Окуджава, Визбор, Кукин, Высоцкий... Неведомые ему до того фамилии, строчки впервые слышимых песен холодным водопадом обрушились в Мотькин, мало обогащённый культурой мозг, взбурлив его так, что ни о чём, кроме этих песен, желании петь их, самолично аккомпанируя на семиструнке, не мог он ни думать, ни мечтать. К слову сказать, гитара-то в Мотькиной семье как раз была. Ширпотребовский инструмент с красным бантом на грифе висел над этажеркой с книгами и изредка, поддавшись на уговоры гостей, мама, обладавшая красивым голосом, скорее всего, драматическим меццо-сопрано, пела некоторые из популярных в те годы романсов, типа "Очаровательные глазки", подыгрывая себе на нём каким-то своеобразным способом — ведя на первой, высокой струне мелодию, она в нужные моменты поддерживала ритм трезвучьем.
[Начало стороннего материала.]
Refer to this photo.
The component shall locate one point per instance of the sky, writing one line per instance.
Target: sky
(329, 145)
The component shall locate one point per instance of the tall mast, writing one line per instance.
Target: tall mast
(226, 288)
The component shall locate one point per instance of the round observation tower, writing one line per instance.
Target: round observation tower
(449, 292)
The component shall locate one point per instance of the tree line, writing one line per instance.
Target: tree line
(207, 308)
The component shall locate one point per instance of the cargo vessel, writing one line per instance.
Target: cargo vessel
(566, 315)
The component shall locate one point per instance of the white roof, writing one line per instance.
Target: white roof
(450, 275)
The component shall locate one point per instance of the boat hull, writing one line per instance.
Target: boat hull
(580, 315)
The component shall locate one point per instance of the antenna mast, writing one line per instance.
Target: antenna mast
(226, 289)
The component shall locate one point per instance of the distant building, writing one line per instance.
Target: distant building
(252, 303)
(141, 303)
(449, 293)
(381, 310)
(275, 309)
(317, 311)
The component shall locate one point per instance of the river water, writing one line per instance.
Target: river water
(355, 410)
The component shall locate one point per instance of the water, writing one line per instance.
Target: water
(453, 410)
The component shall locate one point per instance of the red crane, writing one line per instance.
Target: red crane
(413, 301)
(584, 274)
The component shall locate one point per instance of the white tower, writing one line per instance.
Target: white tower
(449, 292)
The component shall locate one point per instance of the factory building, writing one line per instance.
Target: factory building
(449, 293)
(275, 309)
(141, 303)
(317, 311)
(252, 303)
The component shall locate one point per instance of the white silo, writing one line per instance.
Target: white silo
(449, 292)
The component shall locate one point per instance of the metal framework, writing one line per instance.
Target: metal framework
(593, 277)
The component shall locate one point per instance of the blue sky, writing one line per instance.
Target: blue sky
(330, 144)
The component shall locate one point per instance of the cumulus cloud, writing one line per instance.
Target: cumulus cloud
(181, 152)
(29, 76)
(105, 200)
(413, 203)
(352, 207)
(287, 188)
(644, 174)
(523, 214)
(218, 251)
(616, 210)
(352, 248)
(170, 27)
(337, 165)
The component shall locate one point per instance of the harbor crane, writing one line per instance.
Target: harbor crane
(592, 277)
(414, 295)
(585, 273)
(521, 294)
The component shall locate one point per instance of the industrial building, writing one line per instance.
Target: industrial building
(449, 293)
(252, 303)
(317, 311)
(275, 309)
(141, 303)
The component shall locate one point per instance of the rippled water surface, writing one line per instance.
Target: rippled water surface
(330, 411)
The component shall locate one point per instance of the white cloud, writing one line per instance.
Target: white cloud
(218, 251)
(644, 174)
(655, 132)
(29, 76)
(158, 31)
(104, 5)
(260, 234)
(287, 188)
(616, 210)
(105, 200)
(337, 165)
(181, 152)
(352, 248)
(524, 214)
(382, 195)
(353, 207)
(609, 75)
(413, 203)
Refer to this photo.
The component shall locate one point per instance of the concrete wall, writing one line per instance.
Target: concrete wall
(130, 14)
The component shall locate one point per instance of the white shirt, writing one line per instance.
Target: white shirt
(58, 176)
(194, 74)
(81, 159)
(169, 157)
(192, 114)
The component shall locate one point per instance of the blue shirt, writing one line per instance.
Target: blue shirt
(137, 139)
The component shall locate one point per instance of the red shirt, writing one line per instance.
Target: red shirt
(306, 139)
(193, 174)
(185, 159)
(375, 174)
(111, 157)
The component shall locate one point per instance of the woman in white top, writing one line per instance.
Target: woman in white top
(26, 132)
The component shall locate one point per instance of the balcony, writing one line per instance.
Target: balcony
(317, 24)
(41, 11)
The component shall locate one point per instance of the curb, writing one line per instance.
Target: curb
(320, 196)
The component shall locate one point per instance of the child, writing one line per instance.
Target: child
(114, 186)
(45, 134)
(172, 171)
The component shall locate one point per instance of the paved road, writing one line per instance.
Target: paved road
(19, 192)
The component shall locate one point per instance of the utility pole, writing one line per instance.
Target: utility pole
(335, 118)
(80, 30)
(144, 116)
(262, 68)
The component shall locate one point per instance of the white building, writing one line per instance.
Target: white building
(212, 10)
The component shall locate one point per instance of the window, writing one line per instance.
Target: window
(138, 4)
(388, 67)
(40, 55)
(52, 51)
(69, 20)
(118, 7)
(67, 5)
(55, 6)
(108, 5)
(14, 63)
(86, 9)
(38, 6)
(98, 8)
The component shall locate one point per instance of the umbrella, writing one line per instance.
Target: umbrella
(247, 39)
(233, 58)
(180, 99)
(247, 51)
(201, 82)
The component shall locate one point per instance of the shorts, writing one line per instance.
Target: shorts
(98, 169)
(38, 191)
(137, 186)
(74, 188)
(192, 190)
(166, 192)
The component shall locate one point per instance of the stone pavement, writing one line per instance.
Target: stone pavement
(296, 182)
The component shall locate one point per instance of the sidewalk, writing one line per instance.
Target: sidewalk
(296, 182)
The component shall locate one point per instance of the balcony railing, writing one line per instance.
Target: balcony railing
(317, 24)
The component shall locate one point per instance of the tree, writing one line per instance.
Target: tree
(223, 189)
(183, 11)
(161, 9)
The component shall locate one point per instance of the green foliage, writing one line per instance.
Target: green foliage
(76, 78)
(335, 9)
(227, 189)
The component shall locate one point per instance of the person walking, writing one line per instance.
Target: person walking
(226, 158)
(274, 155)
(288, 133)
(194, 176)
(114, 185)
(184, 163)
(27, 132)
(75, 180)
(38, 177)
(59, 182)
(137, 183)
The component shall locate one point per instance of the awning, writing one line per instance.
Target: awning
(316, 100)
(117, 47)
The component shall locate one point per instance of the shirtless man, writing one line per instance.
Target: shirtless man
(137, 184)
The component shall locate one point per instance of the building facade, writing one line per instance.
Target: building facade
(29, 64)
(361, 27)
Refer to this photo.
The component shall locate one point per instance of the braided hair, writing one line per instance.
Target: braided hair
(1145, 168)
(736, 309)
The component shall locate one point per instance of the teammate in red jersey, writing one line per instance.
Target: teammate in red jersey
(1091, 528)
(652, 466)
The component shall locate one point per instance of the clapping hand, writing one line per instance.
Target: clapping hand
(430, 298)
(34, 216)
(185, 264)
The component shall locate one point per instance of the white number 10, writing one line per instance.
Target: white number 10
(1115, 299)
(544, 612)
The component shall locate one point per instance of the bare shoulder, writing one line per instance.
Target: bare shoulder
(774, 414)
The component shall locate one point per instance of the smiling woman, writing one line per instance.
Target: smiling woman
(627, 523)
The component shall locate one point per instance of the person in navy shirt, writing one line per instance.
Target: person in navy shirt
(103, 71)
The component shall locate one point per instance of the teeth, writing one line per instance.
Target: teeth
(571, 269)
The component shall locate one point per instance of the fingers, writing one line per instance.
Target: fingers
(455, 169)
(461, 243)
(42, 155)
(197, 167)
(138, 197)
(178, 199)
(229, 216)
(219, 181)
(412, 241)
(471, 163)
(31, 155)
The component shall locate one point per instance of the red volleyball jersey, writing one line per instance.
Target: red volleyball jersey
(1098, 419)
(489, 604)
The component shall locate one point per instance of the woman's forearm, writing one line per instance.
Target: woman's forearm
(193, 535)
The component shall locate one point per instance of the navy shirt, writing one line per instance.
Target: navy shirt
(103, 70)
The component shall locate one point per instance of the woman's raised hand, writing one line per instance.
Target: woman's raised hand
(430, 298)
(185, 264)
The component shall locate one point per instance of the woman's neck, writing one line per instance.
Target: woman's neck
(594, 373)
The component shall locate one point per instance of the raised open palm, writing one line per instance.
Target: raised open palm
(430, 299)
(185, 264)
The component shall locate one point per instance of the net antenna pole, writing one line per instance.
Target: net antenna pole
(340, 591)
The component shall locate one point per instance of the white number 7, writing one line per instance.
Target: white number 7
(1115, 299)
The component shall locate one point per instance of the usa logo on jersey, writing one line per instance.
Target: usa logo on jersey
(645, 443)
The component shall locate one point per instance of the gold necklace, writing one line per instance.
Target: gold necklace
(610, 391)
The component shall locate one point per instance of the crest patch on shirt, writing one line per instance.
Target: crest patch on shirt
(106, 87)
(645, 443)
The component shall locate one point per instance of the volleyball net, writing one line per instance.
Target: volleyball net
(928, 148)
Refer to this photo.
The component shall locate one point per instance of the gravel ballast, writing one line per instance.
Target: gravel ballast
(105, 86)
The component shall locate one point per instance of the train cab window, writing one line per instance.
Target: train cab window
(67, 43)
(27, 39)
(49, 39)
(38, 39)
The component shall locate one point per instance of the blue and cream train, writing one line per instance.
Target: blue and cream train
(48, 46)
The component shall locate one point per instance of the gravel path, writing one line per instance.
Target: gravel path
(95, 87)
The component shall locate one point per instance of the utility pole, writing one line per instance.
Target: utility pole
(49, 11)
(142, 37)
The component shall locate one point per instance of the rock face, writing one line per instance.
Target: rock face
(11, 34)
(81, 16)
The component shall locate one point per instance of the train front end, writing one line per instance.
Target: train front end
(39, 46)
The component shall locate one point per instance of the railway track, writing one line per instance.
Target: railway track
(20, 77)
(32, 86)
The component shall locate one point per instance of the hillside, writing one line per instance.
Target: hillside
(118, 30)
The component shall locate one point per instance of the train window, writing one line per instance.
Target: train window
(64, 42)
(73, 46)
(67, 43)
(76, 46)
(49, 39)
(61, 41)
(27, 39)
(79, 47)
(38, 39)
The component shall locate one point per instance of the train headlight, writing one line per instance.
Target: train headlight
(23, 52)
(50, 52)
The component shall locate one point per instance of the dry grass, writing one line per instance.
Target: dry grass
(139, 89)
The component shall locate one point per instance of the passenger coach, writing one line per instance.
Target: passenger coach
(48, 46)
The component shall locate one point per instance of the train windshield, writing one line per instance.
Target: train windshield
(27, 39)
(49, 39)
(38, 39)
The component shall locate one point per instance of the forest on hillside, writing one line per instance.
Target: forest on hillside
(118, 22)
Получалось что-то вроде: ля-ля-ля ум-ца-ца. Это было забавно, но Мотьку не увлекало. А вот Валерий...
— Дядь Валер! — Чуть ли не с рассвета начинал канючить Мотька, — Научи... ну, покажи, как и где зажимать... И вот эту... "семёрочку" — как надо бить?..
Как это вытерпел Валерий? Как выдержали члены тургруппы бесконечное, нудное бренчание, осваивающего аккорды Мотьки, оставим за скобками. Важно, что на следующий после возвращения из похода вечер, Мотька, появившись во дворе с маминой гитарой, с таким шиком "выдал" пару песенок, что привёл дворовую компанию в восторг. Особенно блестели глаза у девчонок, впервые обративших на него, прежде невзрачного пацана, внимание. Песенок, действительно, было выучено всего две. Первая, понравившаяся девочкам, была забойной и, исполняясь под "семёрочку", рассказывала о живущей за рекой Бабе-Яге, которая "меня с тобою околпачила". А вот вторая, про зэков, которые "шли по трапу на борт в холодные мрачные трюмы", сразу глянулась Лёперу — жившему по-соседству шпанёнку из кодлы Кардана, а в последствии, и тому тоже. Настолько глянулась, что буквально через день, когда по дороге из школы к Мотьке — в который уж раз! — начала было цепляться шобла с соседней улицы (без какого-либо повода: слово за слово, "чё на чё") и уже какой-то шкет, подсел сзади, чтобы от лёгкого толчка в грудь Мотька полетел спиной на асфальт, внезапно вывернувший из-за угла Кардан, резко свиснув в два пальца, гаркнул: "Горох-майдан, гавша! Закрыть бὸталы и слухать сюды! Щё раз кто покатит баллон на пацанчика — закопаю!"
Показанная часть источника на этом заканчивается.